Berliner Fahrgastverband IGEB

14. Mai 2018

Nach einem Bericht der Berliner Morgenpost vom 5. Mai 2018 liegt dieses Prüfergebnis nun vor – mit überraschenden Ergebnissen. Verkehrssenatorin Regine Günther will laut Morgenpost Machbarkeitsstudien für „die Verlängerungen der Linien U 8 zum Märkischen Viertel, der U 6 zum neuen Wohn- und Gewerbegebiet auf dem Areal des heutigen Flughafens Tegel und der U 7 zur Landesgrenze oder nach Schönefeld“ durch die BVG erarbeiten lassen.

Was alles grundsätzlich gegen U-Bahn- Planungen zum jetzigen Zeitpunkt spricht, hatten wir bereits in SIGNAL 3/2017 dargelegt. Doch wenn die Verkehrssenatorin schon abweichend von der Koalitionsvereinbarung die knappen personellen und finanziellen Kapazitäten für U-Bahn-Untersuchungen einsetzt, ist es umso befremdlicher, welche Projekte sie nun favorisiert.

Es sind drei Vorhaben in den Außenbezirken, wo die Vorteile der U-Bahn gegenüber der Straßenbahn (höhere Leistungsfähigkeit, auch in dicht bebauten Quartieren mit engen Straßen Fahren ohne Behinderungen) nicht zum Tragen kommen können und wo auch (fast) keine Netzverknüpfungen erreicht werden.

Eine verlängerte U 8 würde selbst mit den geplanten zwei Stationen Märkisches Zentrum und Senftenberger Ring weniger als die Hälfte des Märkischen Viertels erschließen. Wer der Mehrzahl der Bewohner dieser Großsiedlung einen Schienenanschluss in fußläufiger Entfernung bieten will, muss die Straßenbahn von Rosenthal zum S-Bahnhof Wittenau (und künftig weiter nach Jungfernheide) verlängern.

Auch der Bau eines Abzweigs von der U 6 ab Kurt-Schumacher-Platz in das künftige Quartier auf dem heutigen Flugplatz Tegel würde im Gegensatz zur Straßenbahn keine Feinerschließung des weitläufigen Geländes ermöglichen und die Straßenbahnplanungen mindestens gefährden wenn nicht zu Fall bringen – wie beim Märkischen Viertel.

Doch vielleicht ist genau das gewollt: Keine Straßenbahn! Reinickendorfs Straßen bleiben dem Autoverkehr vorbehalten!
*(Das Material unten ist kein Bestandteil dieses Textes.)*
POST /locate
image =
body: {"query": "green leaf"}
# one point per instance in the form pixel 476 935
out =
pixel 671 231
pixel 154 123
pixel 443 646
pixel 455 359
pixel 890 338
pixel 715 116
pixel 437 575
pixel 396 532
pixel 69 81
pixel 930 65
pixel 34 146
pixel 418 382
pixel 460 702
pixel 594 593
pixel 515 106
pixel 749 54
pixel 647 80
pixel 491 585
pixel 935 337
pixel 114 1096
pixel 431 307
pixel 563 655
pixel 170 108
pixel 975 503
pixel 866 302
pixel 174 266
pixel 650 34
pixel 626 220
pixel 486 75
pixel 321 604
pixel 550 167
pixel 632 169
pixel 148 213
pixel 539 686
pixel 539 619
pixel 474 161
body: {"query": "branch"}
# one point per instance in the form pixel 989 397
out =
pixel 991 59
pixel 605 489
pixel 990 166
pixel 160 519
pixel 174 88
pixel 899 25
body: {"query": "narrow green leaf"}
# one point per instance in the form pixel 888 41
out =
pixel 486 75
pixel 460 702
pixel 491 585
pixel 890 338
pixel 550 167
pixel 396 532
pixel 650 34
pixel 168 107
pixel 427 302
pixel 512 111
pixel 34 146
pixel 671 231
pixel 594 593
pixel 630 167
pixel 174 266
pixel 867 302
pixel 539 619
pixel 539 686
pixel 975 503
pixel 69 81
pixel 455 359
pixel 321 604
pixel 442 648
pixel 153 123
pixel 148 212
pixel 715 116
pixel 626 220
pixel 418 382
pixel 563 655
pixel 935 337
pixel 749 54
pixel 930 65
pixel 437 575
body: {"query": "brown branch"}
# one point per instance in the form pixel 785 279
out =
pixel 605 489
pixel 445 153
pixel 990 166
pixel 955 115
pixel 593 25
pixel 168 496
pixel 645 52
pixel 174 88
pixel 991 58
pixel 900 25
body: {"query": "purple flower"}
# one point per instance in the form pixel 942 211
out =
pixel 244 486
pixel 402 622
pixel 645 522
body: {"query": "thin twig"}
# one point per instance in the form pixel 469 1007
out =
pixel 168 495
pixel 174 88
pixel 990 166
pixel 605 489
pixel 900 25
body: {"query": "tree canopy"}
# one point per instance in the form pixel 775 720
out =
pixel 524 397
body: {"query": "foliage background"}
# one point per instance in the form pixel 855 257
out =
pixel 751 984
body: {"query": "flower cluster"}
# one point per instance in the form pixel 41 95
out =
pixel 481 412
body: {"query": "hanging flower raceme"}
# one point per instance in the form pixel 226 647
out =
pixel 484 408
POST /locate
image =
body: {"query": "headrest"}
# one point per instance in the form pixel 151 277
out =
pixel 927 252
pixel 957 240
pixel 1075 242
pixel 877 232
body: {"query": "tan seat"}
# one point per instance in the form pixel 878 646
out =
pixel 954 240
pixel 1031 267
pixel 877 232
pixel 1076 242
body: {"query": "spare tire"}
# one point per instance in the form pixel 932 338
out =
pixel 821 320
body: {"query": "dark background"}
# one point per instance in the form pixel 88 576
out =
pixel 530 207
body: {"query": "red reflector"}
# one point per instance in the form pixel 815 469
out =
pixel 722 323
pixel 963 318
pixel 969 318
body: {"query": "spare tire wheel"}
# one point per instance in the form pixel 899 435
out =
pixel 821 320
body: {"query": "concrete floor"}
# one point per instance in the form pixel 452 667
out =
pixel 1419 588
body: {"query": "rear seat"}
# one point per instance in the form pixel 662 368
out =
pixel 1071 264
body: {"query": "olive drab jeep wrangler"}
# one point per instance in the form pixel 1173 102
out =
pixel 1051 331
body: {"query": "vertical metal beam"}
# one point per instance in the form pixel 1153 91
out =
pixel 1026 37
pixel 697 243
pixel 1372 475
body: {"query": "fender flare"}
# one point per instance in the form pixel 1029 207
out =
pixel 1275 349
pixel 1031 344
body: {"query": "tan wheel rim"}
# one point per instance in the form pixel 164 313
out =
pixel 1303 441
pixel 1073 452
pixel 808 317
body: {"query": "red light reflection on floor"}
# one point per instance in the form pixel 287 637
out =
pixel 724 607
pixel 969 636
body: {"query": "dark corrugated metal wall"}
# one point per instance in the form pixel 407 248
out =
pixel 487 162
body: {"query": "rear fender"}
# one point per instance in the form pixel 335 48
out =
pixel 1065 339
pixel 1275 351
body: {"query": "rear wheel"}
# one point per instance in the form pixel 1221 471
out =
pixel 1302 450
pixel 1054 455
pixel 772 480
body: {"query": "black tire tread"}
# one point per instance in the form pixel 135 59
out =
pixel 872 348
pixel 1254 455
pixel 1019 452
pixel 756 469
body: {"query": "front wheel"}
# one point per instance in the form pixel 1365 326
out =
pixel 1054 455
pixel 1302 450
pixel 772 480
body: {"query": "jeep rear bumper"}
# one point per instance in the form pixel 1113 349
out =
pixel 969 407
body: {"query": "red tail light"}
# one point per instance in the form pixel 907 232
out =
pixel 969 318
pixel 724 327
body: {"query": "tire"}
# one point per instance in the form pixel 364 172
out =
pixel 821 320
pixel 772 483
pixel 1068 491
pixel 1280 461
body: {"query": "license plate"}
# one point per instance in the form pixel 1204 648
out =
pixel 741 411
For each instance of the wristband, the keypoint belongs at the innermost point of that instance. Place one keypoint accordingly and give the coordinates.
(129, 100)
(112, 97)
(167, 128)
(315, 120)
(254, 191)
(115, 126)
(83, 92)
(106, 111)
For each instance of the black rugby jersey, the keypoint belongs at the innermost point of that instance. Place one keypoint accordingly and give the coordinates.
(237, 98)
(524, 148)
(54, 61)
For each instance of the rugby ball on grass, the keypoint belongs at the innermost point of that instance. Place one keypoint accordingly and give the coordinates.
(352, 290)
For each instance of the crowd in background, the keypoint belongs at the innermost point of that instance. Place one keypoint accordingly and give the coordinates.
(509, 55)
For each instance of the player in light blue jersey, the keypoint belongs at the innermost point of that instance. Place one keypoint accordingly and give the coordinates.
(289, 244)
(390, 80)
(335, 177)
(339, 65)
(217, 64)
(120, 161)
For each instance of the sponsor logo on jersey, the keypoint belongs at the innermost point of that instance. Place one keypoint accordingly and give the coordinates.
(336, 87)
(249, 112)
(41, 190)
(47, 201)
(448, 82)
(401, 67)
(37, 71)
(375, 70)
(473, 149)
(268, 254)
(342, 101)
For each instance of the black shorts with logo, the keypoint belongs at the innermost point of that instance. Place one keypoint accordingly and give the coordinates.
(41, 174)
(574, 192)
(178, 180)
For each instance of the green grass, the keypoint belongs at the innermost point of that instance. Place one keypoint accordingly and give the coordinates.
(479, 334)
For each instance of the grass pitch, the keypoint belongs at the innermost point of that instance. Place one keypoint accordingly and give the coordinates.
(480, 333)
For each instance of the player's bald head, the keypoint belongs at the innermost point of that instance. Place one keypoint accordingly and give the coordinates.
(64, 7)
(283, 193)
Unstrittig ist, dass es der Vermarktung des neuen Stadtteils diesen würde, wenn die U-Bahn-Züge unter der Friedrichstraße als Endbahnhof „Urban Tech Rebublic (Flughafen Tegel)“ – so der Arbeitstitel des geplanten U-Bahnhofs – schildern würden.

Doch ein weiterer Nachteil dieses Projektes wäre, dass mit dem U 6-Abzweig eine Verschlechterung des Zugangebotes auf dem vorhandenen U 6-Abschnitt zwischen Kurt-Schumacher-Platz und Alt-Tegel unvermeidlich wäre.

Viele Nachteile würde auch eine Verlängerung der U 7 über Rudow hinaus haben. Zum einen ist Rudow Süd zu dünn besiedelt, um eine U-Bahn-Verlängerung zu rechtfertigen. Die eine Station „Rudow Süd“ kann das Gebiet nicht annähernd so gut erschließen, wie es eine Straßenbahn könnte.

Bei einer Verlängerung vom heutigen Endbahnhof Rudow bis zur Stadtgrenze (blau markiert) würde die U 7 ohne Halt durch Einfamilienhausgebiete fahren, bevor die neue Station Rudow Süd eine einzelne Mehrfamilienhaussiedlung erschließt. Um den Bahnhof Schönefeld oder gar den Flughafen BER zu erreichen, müsste Brandenburg eine halbe Milliarde für den U-Bahn-Bau und jährlich viele Millionen Euro für den Betrieb bezahlen. Das wird nicht passieren. Karte: Flächennutzungsplan Berlin 2015 der Senatsverwaltung für Stadtentwicklung und Wohnen

Würde man die U 7 um einen weiteren Abschnitt bis zum Bahnhof Schönefeld verlängern, wäre hiermit im Gegensatz zu den U6- und U8-Verlängerungen immerhin eine Netzwirkung erzielt. Aber diese Strecke ist lang und damit sehr teuer, zumal es am Bahnhof Schönefeld keine Vorleistungen für die U-Bahn gibt. Auch ist nicht erkennbar, dass das Land Brandenburg bzw. die Gemeinde Schönefeld bereit und in der Lage wären, den Bau und die zu bestellenden Verkehrsleistungen der U-Bahn auf brandenburgischem Gebiet zu finanzieren.

Und wem würde diese Verlängerung in das Umland nutzen? Am heutigen Bahnhof Flughafen Berlin-Schönefeld sollen künftig keine Regionalzüge mehr halten. Selbst wenn diese Fehlplanung hoffentlich korrigiert wird, werden dennoch alle wichtigen Regionalzüge nur zum neuen BER-Tunnelbahnhof fahren. Von den S-Bahn-Fahrgästen des Flughafens würden sicher nur wenige in Schönefeld auf die U 7 umsteigen.

Ein weiterer Nachteil: Die mit fast 32 km längste Berliner U-Bahn-Linie würde nochmals verlängert, so dass ein stabiler Fahrplan noch schwerer zu fahren wäre.

Nun mag man sich damit trösten, dass die Nachteile der drei Projekte so offensichtlich sind, dass es nicht zu einem Bau kommen wird. Aber allein die Machbarkeitsstudien binden Kapazitäten, die für den Straßenbahnausbau dringend gebraucht werden.

Bei der Straßenbahnplanung sind zwar einige Projekte gut vorangekommen (siehe u. a. SIGNAL 1/2018), aber andere sind entgegen den Ankündigungen im Verzug. Die Pläne zur Verlängerung von Adlershof nach Schöneweide sollten eigentlich bereits Anfang 2018 öffentlich ausgelegt werden, liegen aber jetzt Anfang Mai noch immer nicht vor. Und die Straßenbahn-Anbindung des Bahnhofs Mahlsdorf, eigentlich auch für 2020/21 vorgesehen, wird sich um Jahre verzögern.

Hier sollte der Senat erst einmal seine Hausaufgaben erledigen, bevor er sich U-Bahn-Planungen zuwendet.